Most Countries issue travel advisory notices for their nationals. You can sign up for advisories by going to the website for you country. They are free and if you register they will keep you updated. There is usually not much variance between the advisories of the western world, unless a particular nationality or sub-group of that nationality is under threat. For example Jewish people.
^The New Zealand Advisory
The New Zealand Ministry of Foreign Affairs has updated its travel advice for the Philippines to remove information relating to the aftermath and impact of Typhoon Haiyan. There are no changes to the travel advisory risk levels for the Philippines. Please see the full advisory below.
If you live in Mindanao
There is extreme risk to your security throughout central and western Mindanao, including Sarangani, South Cotabato, North Cotabato, Sultan Kudarat, Lanao del Norte, Zamboanga del Norte, Zamboanga del Sur, Zamboanga Sibugay, and the Autonomous Region in Muslim Mindanao (including Lanao del Sur, Maguindanao, Basilan, Sulu and Tawi Tawi). We advise against all travel to these areas. The very high threat of terrorist activity, kidnapping and violent clashes between the military/police and terrorist or rebel groups makes travel to these areas extremely dangerous.
There is high risk to your security in the other provinces of Mindanao, and we advise against all tourist and other non-essential travel to those areas due to the threat of terrorism, kidnapping and violent clashes between the military/police and terrorist and rebel groups.
Elsewhere In The Philippines
There is some risk to your security elsewhere in the Philippines, including in Manila, due to the threat from terrorism, risk of kidnapping and violent crime and we advise caution. We continue to receive reports that terrorists aspire to attack places frequented by foreigners. New Zealanders are strongly advised to exercise a high degree of caution and pay close attention to personal security at all times when travelling anywhere in the Philippines.

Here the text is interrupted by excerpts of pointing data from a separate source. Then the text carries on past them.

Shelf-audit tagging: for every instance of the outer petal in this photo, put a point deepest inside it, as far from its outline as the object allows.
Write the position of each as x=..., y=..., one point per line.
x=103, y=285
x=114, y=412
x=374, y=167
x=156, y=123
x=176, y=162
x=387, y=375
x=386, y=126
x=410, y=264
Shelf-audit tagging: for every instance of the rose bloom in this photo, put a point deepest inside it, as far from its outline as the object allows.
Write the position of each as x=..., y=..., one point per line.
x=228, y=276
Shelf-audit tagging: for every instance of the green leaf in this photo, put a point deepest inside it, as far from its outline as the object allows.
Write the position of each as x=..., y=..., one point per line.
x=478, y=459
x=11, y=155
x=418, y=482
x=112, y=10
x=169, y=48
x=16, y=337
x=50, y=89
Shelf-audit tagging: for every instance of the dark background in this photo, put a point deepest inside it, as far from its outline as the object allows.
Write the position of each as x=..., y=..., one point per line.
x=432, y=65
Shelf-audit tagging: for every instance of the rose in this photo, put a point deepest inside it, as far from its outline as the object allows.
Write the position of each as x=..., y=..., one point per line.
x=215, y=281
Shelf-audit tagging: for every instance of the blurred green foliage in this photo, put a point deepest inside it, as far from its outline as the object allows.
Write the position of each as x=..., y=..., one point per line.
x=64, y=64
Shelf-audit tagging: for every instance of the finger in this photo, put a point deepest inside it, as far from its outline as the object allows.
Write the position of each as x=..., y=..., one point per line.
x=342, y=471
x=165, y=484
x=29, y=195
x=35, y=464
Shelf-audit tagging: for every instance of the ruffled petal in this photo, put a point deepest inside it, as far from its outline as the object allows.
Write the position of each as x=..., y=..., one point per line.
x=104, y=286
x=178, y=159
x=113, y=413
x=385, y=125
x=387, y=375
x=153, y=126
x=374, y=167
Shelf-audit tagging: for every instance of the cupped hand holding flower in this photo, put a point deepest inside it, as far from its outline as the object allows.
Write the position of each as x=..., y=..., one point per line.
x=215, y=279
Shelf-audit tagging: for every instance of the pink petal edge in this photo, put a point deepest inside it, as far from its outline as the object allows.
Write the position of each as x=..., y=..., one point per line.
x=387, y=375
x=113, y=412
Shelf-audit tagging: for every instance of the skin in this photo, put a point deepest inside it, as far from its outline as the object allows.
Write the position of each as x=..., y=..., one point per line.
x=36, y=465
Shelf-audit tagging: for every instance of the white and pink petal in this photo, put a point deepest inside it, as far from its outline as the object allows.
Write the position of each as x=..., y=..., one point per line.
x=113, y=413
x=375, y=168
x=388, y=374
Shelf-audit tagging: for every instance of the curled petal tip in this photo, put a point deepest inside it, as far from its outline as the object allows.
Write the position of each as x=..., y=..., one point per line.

There is a threat from terrorist activity throughout the Philippines. A number of terrorist attacks have been conducted in the past and a significant number of plots have been disrupted. The possibility of future attacks cannot be discounted, particularly in Mindanao, but could occur anywhere at any time.
Recent terrorist attacks include:
On 5 August 2013, eight people were killed and more than 30 injured when an improvised device exploded in a vehicle in Cotabato City.
On 26 July 2013, an explosion occurred at a restaurant in Cagayan de Oro, Mindanao, killing eight people and injuring more than 40.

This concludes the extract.